The inner shelf bedrock consists of a series of terranes accreted during the Paleozoic and (in Maine) only slightly modified by the Mesozoic opening of the Atlantic Ocean. Glaciation was the primary agent to shape the modern seafloor by scouring many deep channels, depositing till (often in the form of long, linear moraines) and glacial-marine mud locally called the Presumpscot Formation. This latter deposit if the most abundant sediment type along the Maine coast. A sea-level lowstand at -60 m 12,500 years ago was associated with the formation of now-drowned deltas and shorelines, and other shorelines and estuaries formed during a period of slow sea-level rise from 10,000-7,000 years ago.

The seafloor is best understood by subdividing the region into six physiographic areas that are internally homogeneous, yet differ from one another in a variety of factors.

1) Outer Basins are generally muddy areas deeper than 40 m and continue without interruption into the deeper water of the Gulf of Maine;

2) Hard-Bottom Plains are concentrated east of Machias Bay where strong tidal currents have eroded sediment down to bedrock and coarse gravel;

3) Rocky Zones occupy a lot of the exposed shelf landward of 30 m depth;

4) Shelf Valleys range from drowned canyons greater than 100 m deep to smaller rock channels and include channels filled with glacial sediment;

5) Nearshore Basins are muddy areas in sheltered embayments.

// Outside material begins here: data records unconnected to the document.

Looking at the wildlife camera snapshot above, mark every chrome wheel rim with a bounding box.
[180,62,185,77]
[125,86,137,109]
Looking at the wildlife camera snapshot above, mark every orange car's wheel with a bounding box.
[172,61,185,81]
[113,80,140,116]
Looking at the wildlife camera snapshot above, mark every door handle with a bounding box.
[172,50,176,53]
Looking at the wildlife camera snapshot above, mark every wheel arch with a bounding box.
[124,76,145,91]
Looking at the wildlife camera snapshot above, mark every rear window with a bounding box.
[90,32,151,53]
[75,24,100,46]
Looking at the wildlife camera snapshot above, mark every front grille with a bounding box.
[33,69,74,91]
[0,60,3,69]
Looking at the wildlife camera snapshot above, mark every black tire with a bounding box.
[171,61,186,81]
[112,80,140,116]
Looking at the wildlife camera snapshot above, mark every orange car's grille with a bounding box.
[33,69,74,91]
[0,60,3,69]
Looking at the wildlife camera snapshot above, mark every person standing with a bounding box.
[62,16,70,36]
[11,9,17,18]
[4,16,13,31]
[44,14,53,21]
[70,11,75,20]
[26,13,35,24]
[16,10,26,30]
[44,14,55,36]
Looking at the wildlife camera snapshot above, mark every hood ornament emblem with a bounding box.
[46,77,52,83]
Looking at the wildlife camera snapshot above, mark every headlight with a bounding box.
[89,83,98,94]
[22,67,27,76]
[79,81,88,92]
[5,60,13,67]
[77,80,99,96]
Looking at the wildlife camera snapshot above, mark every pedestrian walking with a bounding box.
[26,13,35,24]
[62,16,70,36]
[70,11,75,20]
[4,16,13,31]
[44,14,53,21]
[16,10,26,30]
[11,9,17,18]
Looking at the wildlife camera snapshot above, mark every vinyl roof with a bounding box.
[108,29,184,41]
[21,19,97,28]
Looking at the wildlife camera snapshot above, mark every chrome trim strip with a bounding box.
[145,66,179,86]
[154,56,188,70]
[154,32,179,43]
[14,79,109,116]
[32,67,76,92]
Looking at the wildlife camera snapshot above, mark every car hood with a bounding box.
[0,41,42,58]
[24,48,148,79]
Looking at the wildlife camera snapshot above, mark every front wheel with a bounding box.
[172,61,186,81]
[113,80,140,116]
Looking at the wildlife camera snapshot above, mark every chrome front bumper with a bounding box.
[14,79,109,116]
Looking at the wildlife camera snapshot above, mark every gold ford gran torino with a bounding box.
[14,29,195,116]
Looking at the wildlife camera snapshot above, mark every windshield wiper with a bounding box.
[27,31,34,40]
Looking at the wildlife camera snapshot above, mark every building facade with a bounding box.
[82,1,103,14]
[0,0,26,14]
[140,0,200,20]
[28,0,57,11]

These are notable for their accumulation of methane and the occurrence of pockmarks; and

6) Nearshore Ramps are the sandy regions seaward of large beach systems and include drowned deltas and deltaic remnants.

Bio

Dr. Joseph T. Kelley is a marine geologist who enjoys working on basic scientific research problems that have societal implications. He was the Maine State Marine Geologist for 16 years before becoming a professor at the University of Maine. He has worked on sediment provenance problems and used both physical and chemical signatures to track sediment. He has become interested the response of developed and pristine shorelines to sea-level change. This work involves measuring changes in sea level, as well as studying contemporary coastal processes. In addition, he has monitored and mapped coastal hazards that are a response to rising sea level (beach and bluff erosion, landslides) with the intent of providing information to the public. He has mapped the seafloor of the Gulf of Maine, and developed interests in phenomena like gas-escape pockmarks and cold-water carbonates. Recent mapping has been in support of UMaine’s effort to develop an offshore wind farm.

Salt marshes have long been a subject of interest and Dr. Kelley continues to study their geomorphology. He is currently working on funded projects to evaluate sea-level change in the Irish Sea, the burial of Medieval coastal communities in Scotland by dune sand; Peruvian archaeological sites buried by coastal dunes. He hopes to soon begin mapping underwater landslides in Sebago Lake, ME and to map the bathymetry and sediment of several Maine estuaries to support the recent EPSCoR Aquaculture project at the University of Maine.